The exhibit is a grand-scale, 360-degree immersive experience detailing Alexander Hamilton’s life story. Beginning with his childhood in St. Croix, it focuses at length on his trying economical status with his heritage. Then it moves on to focus on the American Revolution, the coming-of- age of American politics and the story of how Hamilton worked his way through the ranks and proved his worth not only to the Founding Fathers but ultimately to himself.
It is a big, bombastic history lesson told through beautiful, detailed sets, historic artifacts, some ingenious interactive multimedia shorts and a grand final 3D musical number. The exhibit is not so much just the story of Alexander Hamilton, but a truly invigorating ode to the power of simply preserving history and the power in writing your own story. It’s a stunning work of inspiration that, much like the musical, manages to make history lessons actually fun.

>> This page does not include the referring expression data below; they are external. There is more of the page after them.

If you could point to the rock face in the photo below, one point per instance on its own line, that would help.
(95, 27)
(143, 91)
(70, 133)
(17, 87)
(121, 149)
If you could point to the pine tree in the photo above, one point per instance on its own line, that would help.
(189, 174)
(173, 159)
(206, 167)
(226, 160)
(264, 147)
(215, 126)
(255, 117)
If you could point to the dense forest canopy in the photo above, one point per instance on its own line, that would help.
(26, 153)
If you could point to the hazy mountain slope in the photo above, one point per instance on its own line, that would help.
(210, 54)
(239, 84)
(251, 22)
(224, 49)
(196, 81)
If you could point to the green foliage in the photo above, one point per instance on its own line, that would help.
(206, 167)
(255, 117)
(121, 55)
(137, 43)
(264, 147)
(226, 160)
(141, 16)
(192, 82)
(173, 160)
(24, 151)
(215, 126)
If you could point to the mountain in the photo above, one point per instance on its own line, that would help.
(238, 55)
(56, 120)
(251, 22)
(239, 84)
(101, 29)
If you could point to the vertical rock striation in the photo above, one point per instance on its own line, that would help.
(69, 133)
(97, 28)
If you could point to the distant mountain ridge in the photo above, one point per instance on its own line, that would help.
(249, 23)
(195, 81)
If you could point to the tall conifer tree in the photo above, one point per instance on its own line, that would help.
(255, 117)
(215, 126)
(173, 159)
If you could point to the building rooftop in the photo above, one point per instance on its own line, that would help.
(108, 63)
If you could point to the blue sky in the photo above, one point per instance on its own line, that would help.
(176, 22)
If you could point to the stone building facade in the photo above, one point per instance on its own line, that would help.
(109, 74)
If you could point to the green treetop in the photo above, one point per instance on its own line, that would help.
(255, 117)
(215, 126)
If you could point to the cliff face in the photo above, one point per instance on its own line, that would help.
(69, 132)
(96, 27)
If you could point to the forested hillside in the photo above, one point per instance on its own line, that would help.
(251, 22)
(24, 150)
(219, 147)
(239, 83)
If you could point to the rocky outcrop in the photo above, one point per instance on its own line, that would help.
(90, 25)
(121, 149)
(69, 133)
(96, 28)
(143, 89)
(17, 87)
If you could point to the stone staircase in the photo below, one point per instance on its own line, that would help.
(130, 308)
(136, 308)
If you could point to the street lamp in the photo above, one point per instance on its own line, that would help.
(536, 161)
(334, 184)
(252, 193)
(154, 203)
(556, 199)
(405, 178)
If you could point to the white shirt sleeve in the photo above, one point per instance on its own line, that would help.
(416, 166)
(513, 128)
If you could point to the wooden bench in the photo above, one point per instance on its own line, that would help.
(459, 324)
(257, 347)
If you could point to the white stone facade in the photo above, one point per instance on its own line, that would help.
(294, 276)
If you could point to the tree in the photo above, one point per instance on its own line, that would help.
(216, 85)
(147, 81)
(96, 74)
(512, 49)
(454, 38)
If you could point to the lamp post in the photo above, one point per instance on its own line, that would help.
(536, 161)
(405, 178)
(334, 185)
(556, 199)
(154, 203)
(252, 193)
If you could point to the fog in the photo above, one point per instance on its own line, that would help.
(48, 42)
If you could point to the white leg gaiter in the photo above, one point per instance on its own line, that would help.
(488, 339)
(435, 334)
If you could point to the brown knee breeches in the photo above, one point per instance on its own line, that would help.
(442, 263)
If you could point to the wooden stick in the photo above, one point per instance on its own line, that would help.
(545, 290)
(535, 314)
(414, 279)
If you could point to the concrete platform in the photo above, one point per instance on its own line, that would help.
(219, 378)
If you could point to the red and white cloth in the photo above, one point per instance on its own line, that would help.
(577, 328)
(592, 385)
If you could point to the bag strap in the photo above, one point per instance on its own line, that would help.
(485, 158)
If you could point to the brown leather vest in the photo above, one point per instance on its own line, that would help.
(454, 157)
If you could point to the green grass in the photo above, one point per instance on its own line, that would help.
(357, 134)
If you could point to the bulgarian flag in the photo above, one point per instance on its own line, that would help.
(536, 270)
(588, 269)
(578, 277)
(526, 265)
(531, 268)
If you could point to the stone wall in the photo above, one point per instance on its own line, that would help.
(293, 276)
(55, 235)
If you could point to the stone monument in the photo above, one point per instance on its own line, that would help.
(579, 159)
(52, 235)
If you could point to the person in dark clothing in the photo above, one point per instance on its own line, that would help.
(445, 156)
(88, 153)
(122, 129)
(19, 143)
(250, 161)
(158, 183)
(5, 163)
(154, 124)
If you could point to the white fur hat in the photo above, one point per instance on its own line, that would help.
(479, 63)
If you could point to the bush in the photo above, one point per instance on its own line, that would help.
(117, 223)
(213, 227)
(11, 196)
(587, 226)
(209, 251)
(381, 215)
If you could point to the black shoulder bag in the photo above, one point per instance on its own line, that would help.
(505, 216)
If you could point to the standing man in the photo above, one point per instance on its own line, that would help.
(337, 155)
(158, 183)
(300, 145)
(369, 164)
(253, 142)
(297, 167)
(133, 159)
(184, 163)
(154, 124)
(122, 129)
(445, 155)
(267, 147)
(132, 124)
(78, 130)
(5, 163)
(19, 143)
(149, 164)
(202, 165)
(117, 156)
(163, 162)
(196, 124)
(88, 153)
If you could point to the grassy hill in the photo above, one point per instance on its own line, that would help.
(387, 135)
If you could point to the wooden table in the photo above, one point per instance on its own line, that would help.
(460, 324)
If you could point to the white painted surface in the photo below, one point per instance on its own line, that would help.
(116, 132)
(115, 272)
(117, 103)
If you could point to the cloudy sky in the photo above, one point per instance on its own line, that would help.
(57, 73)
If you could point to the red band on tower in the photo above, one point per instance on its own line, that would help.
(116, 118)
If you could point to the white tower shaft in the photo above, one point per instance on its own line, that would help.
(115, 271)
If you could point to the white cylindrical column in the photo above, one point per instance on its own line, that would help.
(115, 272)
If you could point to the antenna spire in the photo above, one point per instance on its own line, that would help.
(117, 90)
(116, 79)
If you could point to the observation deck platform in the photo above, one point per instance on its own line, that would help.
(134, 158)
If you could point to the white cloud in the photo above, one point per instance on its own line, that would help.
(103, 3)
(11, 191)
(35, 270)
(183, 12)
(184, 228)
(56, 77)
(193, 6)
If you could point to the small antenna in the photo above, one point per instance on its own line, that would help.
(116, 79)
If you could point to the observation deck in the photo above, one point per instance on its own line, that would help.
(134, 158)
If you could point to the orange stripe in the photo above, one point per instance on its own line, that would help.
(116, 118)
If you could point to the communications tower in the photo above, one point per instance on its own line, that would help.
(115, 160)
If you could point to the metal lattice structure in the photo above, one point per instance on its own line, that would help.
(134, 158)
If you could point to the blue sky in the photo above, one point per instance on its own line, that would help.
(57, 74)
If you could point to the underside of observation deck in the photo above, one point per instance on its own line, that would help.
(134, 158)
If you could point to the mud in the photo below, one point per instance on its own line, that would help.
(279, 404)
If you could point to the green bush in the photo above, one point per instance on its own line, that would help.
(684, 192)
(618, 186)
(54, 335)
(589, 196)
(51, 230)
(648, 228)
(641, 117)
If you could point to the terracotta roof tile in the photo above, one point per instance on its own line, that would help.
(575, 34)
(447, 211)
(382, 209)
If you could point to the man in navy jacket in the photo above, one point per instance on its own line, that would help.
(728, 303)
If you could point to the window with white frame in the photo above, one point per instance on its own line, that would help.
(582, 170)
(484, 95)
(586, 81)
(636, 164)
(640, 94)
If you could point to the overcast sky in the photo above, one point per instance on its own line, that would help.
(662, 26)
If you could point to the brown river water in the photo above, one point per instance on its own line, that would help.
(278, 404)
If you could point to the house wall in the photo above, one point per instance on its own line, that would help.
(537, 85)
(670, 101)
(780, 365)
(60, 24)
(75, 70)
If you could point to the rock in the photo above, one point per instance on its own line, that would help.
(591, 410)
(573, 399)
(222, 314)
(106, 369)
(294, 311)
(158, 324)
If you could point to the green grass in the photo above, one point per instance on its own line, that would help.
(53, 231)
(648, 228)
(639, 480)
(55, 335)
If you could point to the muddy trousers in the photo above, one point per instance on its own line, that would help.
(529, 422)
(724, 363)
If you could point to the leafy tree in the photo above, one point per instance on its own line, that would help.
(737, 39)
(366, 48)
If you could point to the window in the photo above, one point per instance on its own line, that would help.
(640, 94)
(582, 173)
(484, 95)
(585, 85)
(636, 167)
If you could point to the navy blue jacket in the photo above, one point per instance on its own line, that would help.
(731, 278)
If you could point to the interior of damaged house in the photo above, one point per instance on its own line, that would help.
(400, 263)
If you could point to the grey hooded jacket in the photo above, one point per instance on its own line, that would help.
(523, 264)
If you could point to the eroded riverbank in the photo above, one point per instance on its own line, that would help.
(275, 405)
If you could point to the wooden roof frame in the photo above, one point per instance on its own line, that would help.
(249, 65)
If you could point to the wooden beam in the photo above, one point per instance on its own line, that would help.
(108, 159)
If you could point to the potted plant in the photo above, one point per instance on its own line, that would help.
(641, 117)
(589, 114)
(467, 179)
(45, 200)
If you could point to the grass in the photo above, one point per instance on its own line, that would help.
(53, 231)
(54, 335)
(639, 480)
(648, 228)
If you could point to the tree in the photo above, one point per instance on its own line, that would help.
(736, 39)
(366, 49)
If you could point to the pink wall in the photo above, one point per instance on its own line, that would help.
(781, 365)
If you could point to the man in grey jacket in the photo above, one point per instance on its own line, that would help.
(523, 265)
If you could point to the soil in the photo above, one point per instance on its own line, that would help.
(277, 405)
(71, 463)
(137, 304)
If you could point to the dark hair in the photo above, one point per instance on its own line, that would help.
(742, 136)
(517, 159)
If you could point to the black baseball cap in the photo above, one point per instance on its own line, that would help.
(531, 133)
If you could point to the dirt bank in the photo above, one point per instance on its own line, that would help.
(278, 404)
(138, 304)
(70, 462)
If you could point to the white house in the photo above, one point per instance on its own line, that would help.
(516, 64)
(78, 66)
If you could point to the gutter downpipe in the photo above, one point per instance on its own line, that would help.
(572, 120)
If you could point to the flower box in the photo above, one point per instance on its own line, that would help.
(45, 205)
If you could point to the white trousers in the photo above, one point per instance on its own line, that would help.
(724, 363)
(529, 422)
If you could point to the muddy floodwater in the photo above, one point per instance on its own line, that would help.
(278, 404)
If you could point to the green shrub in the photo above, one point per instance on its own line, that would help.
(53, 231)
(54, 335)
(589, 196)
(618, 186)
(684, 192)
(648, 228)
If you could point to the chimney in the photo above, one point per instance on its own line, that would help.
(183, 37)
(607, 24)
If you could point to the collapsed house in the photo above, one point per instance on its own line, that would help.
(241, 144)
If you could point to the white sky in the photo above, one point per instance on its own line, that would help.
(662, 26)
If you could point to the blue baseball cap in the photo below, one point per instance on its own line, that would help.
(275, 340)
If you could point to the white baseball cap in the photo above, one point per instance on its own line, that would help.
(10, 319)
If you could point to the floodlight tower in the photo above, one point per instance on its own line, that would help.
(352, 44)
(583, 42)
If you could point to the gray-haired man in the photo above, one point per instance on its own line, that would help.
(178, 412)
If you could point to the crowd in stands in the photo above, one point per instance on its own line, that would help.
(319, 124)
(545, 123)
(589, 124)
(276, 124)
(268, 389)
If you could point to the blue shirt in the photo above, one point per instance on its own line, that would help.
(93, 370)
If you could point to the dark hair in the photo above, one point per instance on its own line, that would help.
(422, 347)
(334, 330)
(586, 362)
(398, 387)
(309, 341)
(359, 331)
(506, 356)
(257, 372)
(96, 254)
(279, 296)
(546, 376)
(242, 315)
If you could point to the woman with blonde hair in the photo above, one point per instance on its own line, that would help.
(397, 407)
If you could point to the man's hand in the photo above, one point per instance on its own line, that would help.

Fans of the musical will not at all be disappointed as the whole exhibit is narrated by the show’s author, Lin Manuel Miranda, along with special guest appearances by Tony-nominated actors Phillipa Soo (who played Eliza Schuyler) and Christopher Jackson (who played George Washington) and Yale History and American Studies Professor Joanne B. Freeman. Their narrations lend a fresh sense of character to the exhibition, telling a wide variety of stories that cover not only the big tentpole moments of the revolution, but also choose to focus on the lives and stories of the women and people of color in the era. It’s a spectacularly human and grounded lesson thanks to all of this.
Without a doubt, the biggest draw with this exhibit has got to be the spectacle that the exhibit has to offer. Absolutely no expense was spared in terms of building the most fantastical and immersive sets as humanly possible. The sets are chocked full of dynamic, expressive and tantalizing arrangements, such as a huge carnival setup made to mimic the failing early economics of the United States.
“It’s extravagant,” DePaul student Symphony Kleba said. “There’s absolutely no lack of production value here.”
The creative director of the exhibition, David Korins, has spoken at length about wanting to make this exhibit the perfect mixture of being something safe and familiar with the musical, but also making it a totally singular experience that can offer something fresh and new. Those ambitious goals are more than met at The Hamilton Exhibition.
This is a rare experience that balances out being equal parts fun, enthralling, unique, interesting and genuinely inspiring to the core. There is a keen focus on process throughout the entirety of the exhibit. Process within the founding of a country. Process within building a name for yourself. Process within preserving our own story and image. And then the process within creating art that can serve as a meaningful ode. It is layers and points like this that will make The Hamilton Exhibition a refreshing and poignant attraction for Chicago this summer.